In his 9/11 anniversary address to the nation last night, the President’s first paragraph set the familiar word choice tone. Here were the key words: “… attacked us… barbarity unequaled… murdered… made war… not yet safe… the threat…”

You could, in fact, have taken that five year-old speech, shaken the words up, and simply dropped them randomly into last night’s speech (which was a few hundred words shorter), with about the same effect. Here’s a fuller count from last night of almost exactly the same set of words, painting almost the same terrifying picture of our world:

Terror (terrorists) – 17
Enemies – 14
War (on terror, Cold, Third World, upon the entire free world, clouds of) – 13
Attack – 13
Extremists (global network of, movement, ideology) – 6
Fight, fighting – 6
Threat – 6
Defeat – 5
Radicalism, radical (Islamic empire, dictators) – 5
Struggle (for civilization, between tyranny and freedom) – 4
Kill (without mercy, our citizens) – 3
Evil (face of) – 3
God – 3
Violence – 3
Weapons (of mass destruction, nuclear) – 3
Suffering – 2
Destruction, destroy (our way of life) – 2
Hate, hateful – 2
Risk – 2
Offensive, offense – 2
Battle – 2
And singletons of: Dangerous, aggression, firepower, arsenal, totalitarian, horror, conflict, death, tyranny, murder, fear, barbarity.

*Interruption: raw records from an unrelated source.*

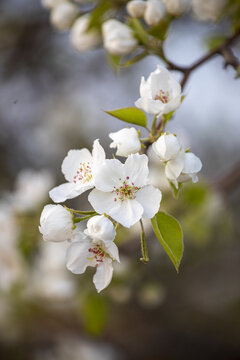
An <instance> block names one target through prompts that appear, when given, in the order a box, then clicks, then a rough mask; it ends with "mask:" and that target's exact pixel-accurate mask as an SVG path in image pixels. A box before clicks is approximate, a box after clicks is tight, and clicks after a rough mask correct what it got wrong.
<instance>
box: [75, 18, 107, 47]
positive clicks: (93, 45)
mask: <svg viewBox="0 0 240 360" xmlns="http://www.w3.org/2000/svg"><path fill="white" fill-rule="evenodd" d="M89 21H90V16H89V15H88V14H86V15H82V16H80V17H79V18H78V19H77V20H76V21H75V22H74V24H73V26H72V28H71V32H70V41H71V44H72V46H73V47H74V48H75V49H76V50H78V51H80V52H81V51H88V50H91V49H92V48H94V47H96V46H98V45H99V44H100V43H101V36H100V33H99V32H98V31H97V30H96V29H90V30H88V26H89Z"/></svg>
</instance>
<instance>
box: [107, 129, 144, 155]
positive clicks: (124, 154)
mask: <svg viewBox="0 0 240 360" xmlns="http://www.w3.org/2000/svg"><path fill="white" fill-rule="evenodd" d="M109 137H110V139H112V140H113V142H112V143H111V144H110V148H117V152H116V154H117V155H119V156H126V157H127V156H128V155H131V154H136V153H137V152H139V151H140V150H141V143H140V140H139V137H138V132H137V130H136V129H135V128H133V127H132V128H130V129H129V128H124V129H121V130H119V131H117V132H115V133H110V134H109Z"/></svg>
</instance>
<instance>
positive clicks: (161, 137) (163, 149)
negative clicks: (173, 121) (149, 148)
mask: <svg viewBox="0 0 240 360" xmlns="http://www.w3.org/2000/svg"><path fill="white" fill-rule="evenodd" d="M152 147H153V150H154V151H155V153H156V154H157V155H158V156H159V158H160V160H162V161H168V160H170V159H173V158H175V156H176V155H177V154H178V152H179V151H180V149H181V145H180V143H179V141H178V139H177V137H176V136H175V135H173V134H167V133H164V134H162V135H161V136H160V137H159V138H158V140H157V141H155V142H154V143H153V145H152Z"/></svg>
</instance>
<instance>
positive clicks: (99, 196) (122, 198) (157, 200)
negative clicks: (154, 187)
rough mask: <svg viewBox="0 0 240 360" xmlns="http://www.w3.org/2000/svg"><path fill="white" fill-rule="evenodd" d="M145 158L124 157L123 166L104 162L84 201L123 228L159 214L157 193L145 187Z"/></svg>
mask: <svg viewBox="0 0 240 360" xmlns="http://www.w3.org/2000/svg"><path fill="white" fill-rule="evenodd" d="M148 174H149V169H148V158H147V156H146V155H139V154H133V155H130V156H128V158H127V160H126V162H125V164H122V163H121V162H120V161H119V160H116V159H112V160H106V161H105V162H104V163H103V164H102V166H101V167H100V168H99V169H98V171H97V172H96V176H95V187H96V189H94V190H92V192H91V193H90V194H89V197H88V200H89V202H90V203H91V205H92V206H93V208H94V209H95V211H97V212H98V213H100V214H103V213H106V214H108V215H110V216H111V217H112V218H113V219H114V220H116V221H117V222H119V223H120V224H122V225H123V226H125V227H130V226H132V225H134V224H135V223H136V222H137V221H139V220H140V219H141V218H142V217H143V218H152V217H153V216H154V215H155V214H156V213H157V212H158V210H159V206H160V201H161V192H160V191H159V190H158V189H156V188H154V187H153V186H152V185H149V184H148Z"/></svg>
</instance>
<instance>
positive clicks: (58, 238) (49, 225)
mask: <svg viewBox="0 0 240 360" xmlns="http://www.w3.org/2000/svg"><path fill="white" fill-rule="evenodd" d="M72 227H73V222H72V215H71V213H70V212H69V211H68V210H66V209H65V208H64V207H63V206H61V205H46V206H45V207H44V209H43V211H42V214H41V217H40V226H39V231H40V233H41V234H42V235H43V240H45V241H54V242H60V241H65V240H69V239H70V237H71V235H72Z"/></svg>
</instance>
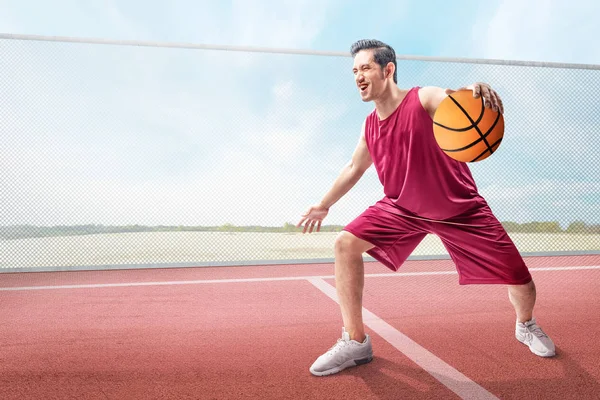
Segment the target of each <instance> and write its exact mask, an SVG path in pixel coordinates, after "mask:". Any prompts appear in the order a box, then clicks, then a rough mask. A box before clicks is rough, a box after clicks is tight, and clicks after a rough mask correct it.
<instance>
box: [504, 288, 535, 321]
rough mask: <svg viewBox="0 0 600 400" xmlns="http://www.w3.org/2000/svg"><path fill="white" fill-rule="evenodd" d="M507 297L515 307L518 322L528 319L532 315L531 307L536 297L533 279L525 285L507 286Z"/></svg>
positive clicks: (526, 319) (529, 318) (534, 303)
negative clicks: (531, 280)
mask: <svg viewBox="0 0 600 400" xmlns="http://www.w3.org/2000/svg"><path fill="white" fill-rule="evenodd" d="M508 298H509V299H510V302H511V303H512V305H513V306H514V307H515V311H516V312H517V320H518V321H519V322H526V321H529V320H530V319H531V318H532V317H533V307H534V305H535V298H536V291H535V283H533V280H532V281H531V282H529V283H527V284H525V285H516V286H512V285H511V286H509V287H508Z"/></svg>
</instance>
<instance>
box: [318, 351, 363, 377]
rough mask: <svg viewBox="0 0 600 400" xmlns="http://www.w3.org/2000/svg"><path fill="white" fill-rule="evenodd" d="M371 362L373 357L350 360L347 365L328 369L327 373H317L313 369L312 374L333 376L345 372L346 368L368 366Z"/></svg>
mask: <svg viewBox="0 0 600 400" xmlns="http://www.w3.org/2000/svg"><path fill="white" fill-rule="evenodd" d="M371 361H373V356H371V357H367V358H361V359H358V360H349V361H346V362H345V363H343V364H342V365H339V366H337V367H335V368H331V369H328V370H325V371H315V370H313V369H312V368H311V369H310V373H311V374H313V375H316V376H327V375H333V374H337V373H338V372H341V371H343V370H345V369H346V368H351V367H356V366H358V365H364V364H368V363H370V362H371Z"/></svg>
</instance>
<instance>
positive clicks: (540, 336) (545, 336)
mask: <svg viewBox="0 0 600 400" xmlns="http://www.w3.org/2000/svg"><path fill="white" fill-rule="evenodd" d="M529 331H530V332H531V333H533V334H534V335H535V336H537V337H539V338H543V337H548V335H546V334H545V333H544V331H543V330H542V328H540V327H539V326H538V325H531V326H530V327H529Z"/></svg>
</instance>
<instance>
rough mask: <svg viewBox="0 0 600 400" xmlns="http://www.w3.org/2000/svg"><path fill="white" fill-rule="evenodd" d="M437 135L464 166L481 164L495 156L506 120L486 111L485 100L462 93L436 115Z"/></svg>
mask: <svg viewBox="0 0 600 400" xmlns="http://www.w3.org/2000/svg"><path fill="white" fill-rule="evenodd" d="M433 133H434V135H435V140H436V142H437V143H438V145H439V146H440V148H441V149H442V150H443V151H444V153H446V154H447V155H448V156H449V157H451V158H453V159H455V160H458V161H462V162H477V161H481V160H485V159H486V158H488V157H489V156H491V155H492V154H493V153H494V152H495V151H496V150H498V147H499V146H500V143H501V142H502V138H503V137H504V117H503V115H502V114H501V113H500V112H497V111H494V110H493V109H491V108H486V107H485V106H484V104H483V97H482V96H480V97H479V98H474V97H473V91H471V90H460V91H457V92H454V93H452V94H450V95H448V97H446V98H445V99H444V100H443V101H442V102H441V104H440V105H439V107H438V109H437V110H436V112H435V115H434V118H433Z"/></svg>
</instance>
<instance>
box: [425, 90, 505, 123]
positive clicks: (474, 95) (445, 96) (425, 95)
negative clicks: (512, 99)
mask: <svg viewBox="0 0 600 400" xmlns="http://www.w3.org/2000/svg"><path fill="white" fill-rule="evenodd" d="M459 90H472V91H473V97H475V98H478V97H479V96H483V102H484V104H485V106H486V107H488V108H490V107H491V108H492V109H493V110H494V111H500V113H504V106H503V104H502V99H501V98H500V96H499V95H498V93H496V91H495V90H494V89H492V88H491V87H490V85H488V84H486V83H481V82H478V83H474V84H472V85H468V86H463V87H461V88H458V89H456V90H453V89H442V88H440V87H436V86H425V87H423V88H422V89H421V91H420V92H419V97H420V99H421V104H422V105H423V107H424V108H425V110H427V112H428V113H429V115H430V116H431V118H433V116H434V115H435V112H436V110H437V108H438V107H439V105H440V103H441V102H442V101H443V100H444V99H445V98H446V97H447V96H448V95H449V94H452V93H454V92H456V91H459Z"/></svg>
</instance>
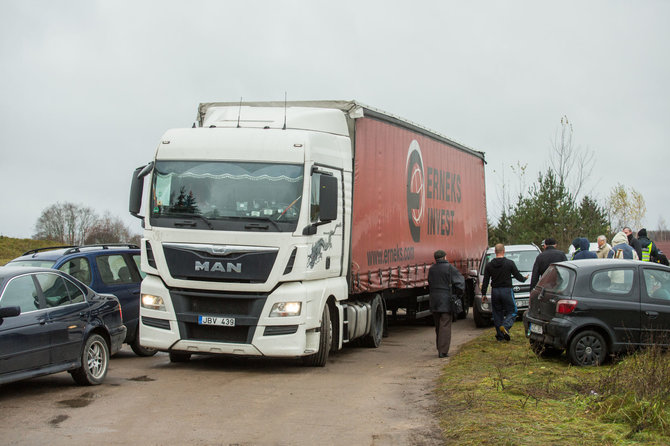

Between the two moments and speeches, so much had changed in the world, so little in the words. Some of the phrases were simple repeats. The soaring other side — “courage,” “freedom,” etc. — of the President’s Manichaean world remained almost untouched (with the exception of a single uncharacteristically florid phrase, “…when the people of the Middle East leave the desert of despotism for the fertile gardens of liberty…”) as did the linguistic line-up meant to indicate what a commander-in-chief presidency can do to save us from the vision of hell on Earth he always paints (“safe,” “protect,” “defend,” “homeland”).

True, “evil” had tied “God” in the word count five years later, but essentially the President has never stopped peddling the same Bushwa. The only real question is: Are Americans still taking it in?